Defiance would not be a MMO without a decent party system. Luckily, Defiance makes it very easy to meet up with your friends and start questing with them. The leveling system, which is quite different than most games of this style, allows for a pretty level playing field regardless of time put into the game amongst friends. While running around, all chat is done through text, but as soon as you party with somebody, a microphone channel opens up for easy and seamless communication. It's also as easy as a click of a button to relocate to your party members, rather than having to walk/drive around to find them.

Transportation in Defiance is a lot easier than any other MMO I've played. The player is given a four-wheeler to easily transverse the massive terrain by about the third mission. This makes the beginning of the game feel like it is moving at a faster pace with less of a grind. Later in the game, you can purchase Dodge Challengers and Chargers, which is a pretty fun goal to work towards even if it is obvious product placement.

Unfortunately, every new MMO has its initial server problems but Defiance's issues have extended quite a bit after release. The servers would be down for random and lengthy periods of time. It can get quite annoying when you really want to play or have a specific slot of time that you can jump into the world. Combined with lots of intermittent and random lag, it really detracts from the overall fun factor. Once they get these issues worked out, which hopefully will be sooner than later, the game should be able to hold down a steady audience. Until that happens, it's going to be a hit-or-miss affair.

Defiance is a cool addition to any PC gamer's library. While it can be difficult and a bit boring at times, the overall fast-paced combat with generally stupid AI can somewhat make up for the difficulty curve. Its ever-evolving world and story mean that the game has the potential to be around for a long time. This is also the only true MMO experience available on the Xbox console and only the second to be released on the PS3.
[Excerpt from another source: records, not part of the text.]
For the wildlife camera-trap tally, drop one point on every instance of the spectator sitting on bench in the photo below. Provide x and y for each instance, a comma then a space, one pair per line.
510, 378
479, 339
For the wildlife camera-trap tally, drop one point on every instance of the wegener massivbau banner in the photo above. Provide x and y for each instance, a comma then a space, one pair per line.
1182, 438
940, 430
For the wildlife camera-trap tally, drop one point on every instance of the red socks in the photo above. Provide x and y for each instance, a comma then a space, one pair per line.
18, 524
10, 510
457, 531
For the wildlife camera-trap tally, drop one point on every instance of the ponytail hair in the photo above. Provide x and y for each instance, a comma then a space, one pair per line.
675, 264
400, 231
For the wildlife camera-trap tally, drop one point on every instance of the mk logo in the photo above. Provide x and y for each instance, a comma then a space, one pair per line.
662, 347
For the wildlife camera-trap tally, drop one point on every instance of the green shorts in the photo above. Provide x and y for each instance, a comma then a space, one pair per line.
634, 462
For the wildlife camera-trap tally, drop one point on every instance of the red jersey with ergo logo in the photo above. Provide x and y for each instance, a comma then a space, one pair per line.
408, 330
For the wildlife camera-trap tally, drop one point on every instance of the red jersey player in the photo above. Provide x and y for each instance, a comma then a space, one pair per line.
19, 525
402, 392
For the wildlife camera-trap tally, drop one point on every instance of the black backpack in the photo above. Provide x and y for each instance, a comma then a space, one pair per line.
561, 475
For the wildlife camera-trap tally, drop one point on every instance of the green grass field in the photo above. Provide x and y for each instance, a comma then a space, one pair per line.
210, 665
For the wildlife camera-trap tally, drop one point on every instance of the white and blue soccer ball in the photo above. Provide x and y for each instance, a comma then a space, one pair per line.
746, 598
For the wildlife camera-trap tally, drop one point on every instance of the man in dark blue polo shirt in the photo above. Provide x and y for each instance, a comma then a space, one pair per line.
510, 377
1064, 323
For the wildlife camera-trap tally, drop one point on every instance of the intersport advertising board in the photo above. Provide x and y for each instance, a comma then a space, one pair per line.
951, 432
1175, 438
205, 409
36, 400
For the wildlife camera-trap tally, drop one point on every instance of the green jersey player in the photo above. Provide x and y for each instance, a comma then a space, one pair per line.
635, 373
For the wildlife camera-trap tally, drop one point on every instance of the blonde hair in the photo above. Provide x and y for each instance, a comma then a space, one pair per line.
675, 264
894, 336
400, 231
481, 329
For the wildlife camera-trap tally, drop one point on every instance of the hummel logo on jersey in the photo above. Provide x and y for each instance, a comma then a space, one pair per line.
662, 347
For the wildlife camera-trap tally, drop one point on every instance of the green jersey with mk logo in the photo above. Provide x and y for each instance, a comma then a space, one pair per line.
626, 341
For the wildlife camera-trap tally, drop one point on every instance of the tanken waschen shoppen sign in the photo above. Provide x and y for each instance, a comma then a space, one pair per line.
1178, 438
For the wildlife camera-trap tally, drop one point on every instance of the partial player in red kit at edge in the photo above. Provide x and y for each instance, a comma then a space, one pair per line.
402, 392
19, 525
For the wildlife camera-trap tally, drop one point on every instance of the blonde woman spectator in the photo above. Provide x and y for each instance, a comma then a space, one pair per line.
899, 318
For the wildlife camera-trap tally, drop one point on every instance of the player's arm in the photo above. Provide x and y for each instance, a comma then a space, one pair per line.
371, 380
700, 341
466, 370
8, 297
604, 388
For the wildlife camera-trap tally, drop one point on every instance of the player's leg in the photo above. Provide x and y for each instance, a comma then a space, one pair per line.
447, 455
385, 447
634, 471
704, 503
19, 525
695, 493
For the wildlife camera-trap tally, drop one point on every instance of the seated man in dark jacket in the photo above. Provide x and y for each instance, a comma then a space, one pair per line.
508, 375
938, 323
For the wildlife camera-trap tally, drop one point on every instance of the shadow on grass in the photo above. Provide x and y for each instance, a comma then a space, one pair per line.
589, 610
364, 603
If you're looking for something different but not too time-consuming, Defiance could be worth a purchase. Luckily, the online is non-subscription based so on consoles at least you should try to rent the game before buying it. This isn't really an option for PC gamers so you should only purchase it if you are either very into MMO games or science fiction. I'm excited to see where the future of interconnected media goes, and if Defiance is the starting point, the end result should be amazing.